“How conservative” should the partial maximisers be?

Stuart_Armstrong13 Apr 2020 15:50 UTC

LW: 30 AF: 17

Due to the problem of building a strong $V$ -enhancer when we want a $U$ -enhancer—and the great difficulty in defining $U$ , the utility we truly want to maximise—many people have suggested reducing the $V$ -increasing focus of the AI. The idea is that, as long as the AI doesn’t devote too much optimisation power to $V$ , the $V$ and $U$ will stay connected with each other, and hence a moderate increase in $V$ will in fact lead to a moderate increase in $U$ .

This has lead to interest in such things as satisficers and low-impact AIs, both of which have their problems. Those try and put an absolute limit on how much $V$ is optimised. The AI is not supposed to optimise $V$ above a certain limit (satisficer) or if optimising it changes too much about the world or the power of other agents (low-impact).

Another approach is to put a relative limit on how much an AI can push a utility function. For example, quantilizers will choose randomly among the top $0 < q \leq 1$ proportion of actions/policies, rather than picking the top action/policy. Then there is the approach of using pessimism to make the AI more conservative. This pessimism is defined by a parametre $β \in (0, 1)$ , with $β \to 1$ being very pessimistic.

Intermediate value uncertainty

The behaviours of $q$ and $β$ are pretty clear around the extremes. As $β$ and $q$ tend to $0$ , the agent will behave like a $V$ -maximiser. As they tend to $1$ , the agent will behave randomly ( $q$ ) or totally conservatively ( $β$ ).

Thus, we expect that moving away from the extremes will improve the true $U$ -performance, and that the conservative, $1$ end, will be less disastrous than the $V$ -maximising, $0$ end (though we only know that second fact, because of implicit assumptions we have on $U$ and $V$ ).

The problem is in the middle, where the behaviour is unknown (and, since we lack a full formulation of $U$ , generically unknowable). There is no principled way of setting the $q$ or the $β$ . Consider, for example, this plot of $q$ versus $U$ :

Here, the ideal $q$ is around $0.45$ , but the critical thing is to keep $q$ above $0.3$ : that’s the point at which it falls precipitously.

Contrast now with this one:

Here, any value of $q$ above $0.2$ is essentially the same, and $q$ can be lowered as low as $0.05$ before there are any problems.

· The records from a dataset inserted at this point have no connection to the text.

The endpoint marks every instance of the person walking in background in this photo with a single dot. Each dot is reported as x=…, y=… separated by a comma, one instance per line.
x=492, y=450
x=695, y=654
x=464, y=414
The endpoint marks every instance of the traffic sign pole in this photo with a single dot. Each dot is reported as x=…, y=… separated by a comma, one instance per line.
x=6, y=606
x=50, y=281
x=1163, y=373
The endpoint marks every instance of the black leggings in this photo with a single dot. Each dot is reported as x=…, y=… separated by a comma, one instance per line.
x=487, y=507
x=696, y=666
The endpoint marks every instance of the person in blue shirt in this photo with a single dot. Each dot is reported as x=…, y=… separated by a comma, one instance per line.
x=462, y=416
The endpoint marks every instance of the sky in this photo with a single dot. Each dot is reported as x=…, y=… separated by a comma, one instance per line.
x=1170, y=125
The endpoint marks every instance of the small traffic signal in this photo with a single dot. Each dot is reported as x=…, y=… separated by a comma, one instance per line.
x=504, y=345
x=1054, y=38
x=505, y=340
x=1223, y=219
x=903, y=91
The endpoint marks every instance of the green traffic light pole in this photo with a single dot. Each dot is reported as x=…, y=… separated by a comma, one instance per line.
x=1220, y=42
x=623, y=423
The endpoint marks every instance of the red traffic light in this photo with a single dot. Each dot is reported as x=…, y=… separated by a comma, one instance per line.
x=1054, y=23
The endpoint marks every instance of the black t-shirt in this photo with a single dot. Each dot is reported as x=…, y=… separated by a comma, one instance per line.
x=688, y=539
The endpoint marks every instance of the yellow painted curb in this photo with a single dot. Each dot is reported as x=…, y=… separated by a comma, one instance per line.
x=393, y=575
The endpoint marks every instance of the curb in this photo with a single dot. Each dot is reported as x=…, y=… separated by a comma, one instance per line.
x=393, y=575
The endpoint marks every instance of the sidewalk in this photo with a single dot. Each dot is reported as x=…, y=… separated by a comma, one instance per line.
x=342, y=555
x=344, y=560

So, in the first case, we need $q$ above $0.3$ , and, in the second, below $0.2$ . And, moreover, it might be that the first situation appears in one world and the second in another, and both worlds are currently possible. So there’s no consistent good value of $q$ we can set (and in the general case, the curve might be multi-modal, with many peaks). And note that we don’t know any of these graphs (since we can’t define $U$ fully). So we don’t know what values to set $q$ at, have little practical guidance on what to do, but expect that some values will be disastrous.

The conservatism approach has similar problems: $β$ is even harder to interpret than $q$ , we don’t have any guidance on how to set it, and the ideal $β$ may vary considerably depending on the circumstance. For example, what would we want our AI to do when it finds an unexpected red button connected to nuclear weapons?

Well, that depends on whether the button starts a nuclear launch—or if it cancels one.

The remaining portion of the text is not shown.